Et comme les résultats financiers ne sont souvent pas à la hauteur des attentes lors des premiers trimestres suivant l’achat, il est primordial de choisir un partenaire patient, qui comprend ces enjeux. L’accompagnement stratégique est un travail à long terme et il est important de se sentir épaulé tout au long de cette période de transition.

APRÈS : développement et vision

Dans le cadre d’une acquisition, il faut bien sûr gérer la transaction, mais il faut aussi préparer les lendemains. Ces deux volets doivent être travaillés en parallèle.

Les premières années suivant une acquisition sont cruciales pour le succès d’une entreprise. Plusieurs défis peuvent surgir simultanément. « Lors d’un changement d’entrepreneur, la culture n’est pas la même.
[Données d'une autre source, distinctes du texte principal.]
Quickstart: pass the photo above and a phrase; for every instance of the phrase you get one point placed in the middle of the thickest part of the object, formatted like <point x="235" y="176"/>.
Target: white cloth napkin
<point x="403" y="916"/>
Les employés sont un peu déstabilisés et il y a des mouvements dans l’organisation », décrit Sylvain Dupuis.

La mise en place d’une structure de gestion permettant l’intégration des valeurs et du capital humain est fondamentale pour assurer le succès des activités. « On peut aider [les entrepreneurs] en les stimulant positivement ou en les mettant en contact avec des gens qui ont vécu des situations semblables dans des secteurs d’activité comparables. L’idée est de s’assurer que lorsque le chèque sera déposé, il [l’entrepreneur] sera en mode action parce qu’il saura ce qu’il doit faire », explique Sylvain Dupuis.

Grâce à ce soutien, les entrepreneurs ont davantage de latitude pour être en mode stratégie, comme ils ne sont pas surchargés au quotidien. Ils peuvent donc continuer à faire leur travail de visionnaire, à l’origine de leur succès et commencer à songer à leur propre relève.

REMARQUE : la communication est de mise en tout temps, particulièrement à l’interne avec les employés de la compagnie visée, mais aussi avec ceux de la compagnie qui achète, car on ne peut pas sous-estimer l’effet d’un changement, quel qu’il soit sur les gens.